Distinct effects of different concentrations of sodium selenite on apoptosis, cell cycle, and gene expression profile in acute promyeloytic leukemia-derived NB4 cells.

Selenium at a low concentration has a chemopreventive role against cancer, while at a high concentration, it exerts a direct antitumor effect. However, the mechanisms remain elusive. In this article, we discovered that Na(2)SeO(3) at 20 micromol/l concentration could significantly inhibit the proliferation of NB4 cells, affect the cell cycle distribution of cell population, and induce cellular changes characteristic of apoptotic cells, while this same compound at 2 micromol/l concentration had no such effects. The mechanisms underlying these overt differences caused by treatment of different concentrations of selenium were further investigated. cDNA microarray analysis showed that after treatment by 20 micromol/l Na(2)SeO(3), 34 genes were changed in expression, while treatment by 2 micromol/l Na(2)SeO(3) resulted in the changes of 29 genes. Nine genes were regulated in both groups, among which three showed opposite changes caused by 2 and 20 micromol/l Na(2)SeO(3).

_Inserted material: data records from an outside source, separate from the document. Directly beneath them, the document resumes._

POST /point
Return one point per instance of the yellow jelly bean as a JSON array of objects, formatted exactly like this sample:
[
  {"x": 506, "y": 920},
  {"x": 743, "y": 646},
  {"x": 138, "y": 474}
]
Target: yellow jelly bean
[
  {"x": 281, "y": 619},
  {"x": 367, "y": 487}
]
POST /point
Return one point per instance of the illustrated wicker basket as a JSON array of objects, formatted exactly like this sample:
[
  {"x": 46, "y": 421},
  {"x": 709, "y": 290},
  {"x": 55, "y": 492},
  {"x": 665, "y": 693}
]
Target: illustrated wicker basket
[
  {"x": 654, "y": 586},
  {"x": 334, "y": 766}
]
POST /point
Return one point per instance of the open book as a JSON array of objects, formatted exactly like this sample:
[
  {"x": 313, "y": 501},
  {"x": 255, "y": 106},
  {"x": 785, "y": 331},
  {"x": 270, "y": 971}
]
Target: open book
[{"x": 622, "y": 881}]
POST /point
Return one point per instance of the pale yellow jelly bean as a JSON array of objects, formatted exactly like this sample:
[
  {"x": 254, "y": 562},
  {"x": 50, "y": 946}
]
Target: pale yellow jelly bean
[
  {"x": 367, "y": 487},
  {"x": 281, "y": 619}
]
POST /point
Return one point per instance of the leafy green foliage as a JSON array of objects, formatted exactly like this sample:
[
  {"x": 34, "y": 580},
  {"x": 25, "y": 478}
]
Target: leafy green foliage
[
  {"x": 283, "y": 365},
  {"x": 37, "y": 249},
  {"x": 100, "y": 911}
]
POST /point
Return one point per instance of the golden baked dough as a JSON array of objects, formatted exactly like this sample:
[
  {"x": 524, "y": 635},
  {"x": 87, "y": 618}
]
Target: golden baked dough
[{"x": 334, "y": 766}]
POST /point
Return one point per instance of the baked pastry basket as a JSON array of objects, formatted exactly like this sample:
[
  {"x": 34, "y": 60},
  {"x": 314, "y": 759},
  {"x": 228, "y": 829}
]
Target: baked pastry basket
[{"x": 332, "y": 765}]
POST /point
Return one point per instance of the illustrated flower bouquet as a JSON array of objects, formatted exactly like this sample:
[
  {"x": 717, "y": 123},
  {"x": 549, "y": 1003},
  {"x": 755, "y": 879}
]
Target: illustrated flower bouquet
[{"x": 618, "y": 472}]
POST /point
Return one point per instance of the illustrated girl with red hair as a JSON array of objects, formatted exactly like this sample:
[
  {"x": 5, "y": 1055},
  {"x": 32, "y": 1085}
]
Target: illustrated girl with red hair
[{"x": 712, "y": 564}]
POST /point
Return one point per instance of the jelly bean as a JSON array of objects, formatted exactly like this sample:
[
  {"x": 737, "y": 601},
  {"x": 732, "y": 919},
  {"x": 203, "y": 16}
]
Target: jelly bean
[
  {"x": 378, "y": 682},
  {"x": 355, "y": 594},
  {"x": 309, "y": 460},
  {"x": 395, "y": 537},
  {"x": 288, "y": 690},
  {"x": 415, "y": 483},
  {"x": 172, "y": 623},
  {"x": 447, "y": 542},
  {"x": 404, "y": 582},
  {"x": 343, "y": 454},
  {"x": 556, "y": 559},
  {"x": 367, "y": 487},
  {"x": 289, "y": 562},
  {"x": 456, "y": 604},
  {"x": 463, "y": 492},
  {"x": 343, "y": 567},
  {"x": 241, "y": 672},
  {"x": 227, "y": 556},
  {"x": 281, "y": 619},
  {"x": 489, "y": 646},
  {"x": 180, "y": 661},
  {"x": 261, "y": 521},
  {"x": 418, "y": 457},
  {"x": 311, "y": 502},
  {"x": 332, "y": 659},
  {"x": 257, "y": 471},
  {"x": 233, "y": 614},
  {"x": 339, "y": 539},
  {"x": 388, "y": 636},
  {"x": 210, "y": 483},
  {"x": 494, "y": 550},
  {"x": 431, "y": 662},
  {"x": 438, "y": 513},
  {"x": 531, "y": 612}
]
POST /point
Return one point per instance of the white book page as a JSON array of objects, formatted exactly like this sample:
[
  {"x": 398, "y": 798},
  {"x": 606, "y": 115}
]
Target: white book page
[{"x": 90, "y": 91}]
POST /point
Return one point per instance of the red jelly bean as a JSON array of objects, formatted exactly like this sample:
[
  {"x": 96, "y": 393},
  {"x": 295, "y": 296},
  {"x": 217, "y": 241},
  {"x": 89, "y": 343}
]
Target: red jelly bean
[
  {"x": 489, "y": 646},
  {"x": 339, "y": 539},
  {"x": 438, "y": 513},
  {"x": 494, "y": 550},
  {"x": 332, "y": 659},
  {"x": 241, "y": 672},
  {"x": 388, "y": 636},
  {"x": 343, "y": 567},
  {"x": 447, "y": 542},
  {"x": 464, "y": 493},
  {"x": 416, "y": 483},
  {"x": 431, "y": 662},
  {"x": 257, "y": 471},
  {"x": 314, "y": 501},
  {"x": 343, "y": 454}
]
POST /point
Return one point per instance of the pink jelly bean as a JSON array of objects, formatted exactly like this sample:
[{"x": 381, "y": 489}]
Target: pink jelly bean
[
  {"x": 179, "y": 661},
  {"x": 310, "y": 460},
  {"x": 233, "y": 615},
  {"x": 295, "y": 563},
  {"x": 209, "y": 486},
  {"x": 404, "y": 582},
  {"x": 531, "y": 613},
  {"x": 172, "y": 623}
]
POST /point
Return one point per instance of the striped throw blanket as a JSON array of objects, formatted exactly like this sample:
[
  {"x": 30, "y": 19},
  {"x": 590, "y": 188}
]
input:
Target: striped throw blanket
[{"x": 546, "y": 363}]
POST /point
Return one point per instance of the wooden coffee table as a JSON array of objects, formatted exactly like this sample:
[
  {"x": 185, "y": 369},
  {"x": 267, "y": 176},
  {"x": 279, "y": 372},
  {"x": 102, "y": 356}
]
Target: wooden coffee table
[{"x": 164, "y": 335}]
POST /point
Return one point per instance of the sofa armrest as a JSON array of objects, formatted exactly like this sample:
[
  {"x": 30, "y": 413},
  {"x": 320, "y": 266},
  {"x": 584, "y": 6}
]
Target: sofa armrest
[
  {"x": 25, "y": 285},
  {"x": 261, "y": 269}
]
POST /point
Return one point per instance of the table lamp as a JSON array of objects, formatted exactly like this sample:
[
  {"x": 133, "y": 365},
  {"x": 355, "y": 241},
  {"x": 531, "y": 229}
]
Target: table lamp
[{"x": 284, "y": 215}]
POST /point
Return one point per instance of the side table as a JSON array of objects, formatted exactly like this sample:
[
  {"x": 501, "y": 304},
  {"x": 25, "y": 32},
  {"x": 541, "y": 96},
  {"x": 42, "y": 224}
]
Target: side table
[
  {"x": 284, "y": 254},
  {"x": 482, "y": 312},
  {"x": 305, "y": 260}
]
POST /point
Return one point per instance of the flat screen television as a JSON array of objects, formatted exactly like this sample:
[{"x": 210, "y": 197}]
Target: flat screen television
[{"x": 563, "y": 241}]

The majority of regulated genes did not coincide between the two experiment groups. In conclusion, 2 and 20 micromol/l Na(2)SeO(3) could have different effects on NB4 cells, and some genes might be involved in the underlying mechanisms. Our findings could provide basis for further uncovering the molecular mechanisms of the chemopreventive and antitumor effects of selenium and, in turn, for probing the rationality of treating leukemia with selenium.